Do your children ask you the same question 80 times in a row? My 5-year old does, and sometimes I think it’s due to her age — distracted, impatient, excited, forgetful, enthusiastic — and sometimes it’s because she’s hoping for a different answer.
“Can I have a snack?”
“No. We’re having dinner in 20 minutes.”
“Can I have pretzels?”
“No. We’re having dinner in 20 minutes.”
“Can I have yogurt?”
OH MY GOD!
Have you been there?
Sometimes it’s not because she’s hoping for a different answer. This can be just as exasperating.
“Are we going to the library after school?”
“Can we go to the library after school?”
“When are we going to the library?”
Like every parent I’ve talked to, I’m tempted to say, “If you ask me again, we’re not going/you’re not having that/there will be no iPad/Christmas/baby cousin you’re so excited about.”
But I try to remember what I learned from Amy McCready, the Positive Parenting guru, and keep the consequences relevant to the behavior.
So what does Amy say about incessant question asking?
She says that we probably have trained our child that if they’ve ask enough times, they might get a new response. So, like any dog trainer will tell you, it’s on us to change our behavior. Here are the steps she recommends to end child nagging and negotiating.
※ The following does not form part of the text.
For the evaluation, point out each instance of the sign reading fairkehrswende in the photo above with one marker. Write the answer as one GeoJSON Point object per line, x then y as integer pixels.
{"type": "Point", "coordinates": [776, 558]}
In her example, “Daniel” is asking to dig a hole in the yard in five-minute increments.
Step One: Ask, “Have you ever heard of ‘Asked and Answered’?” (He’ll probably say no.)
Step Two: Ask, “Did you ask me a question about digging a hole?” (He’ll say yes.)
Step Three: Ask, “Did I answer it?” (He’ll probably say, “Yes, but, I really ….”)
Step Four: Ask, “Do I look like the kind of mom/dad/teacher who will change her/his mind if you ask me the same thing over and over?” (Chances are Daniel will walk away, maybe with a frustrated grunt, and engage in something else.)
Step Five: If Daniel asks again, simply say, “Asked and Answered.” (No other words are necessary!) Once this technique has been established, these are the only words you should need to say to address nagging questions.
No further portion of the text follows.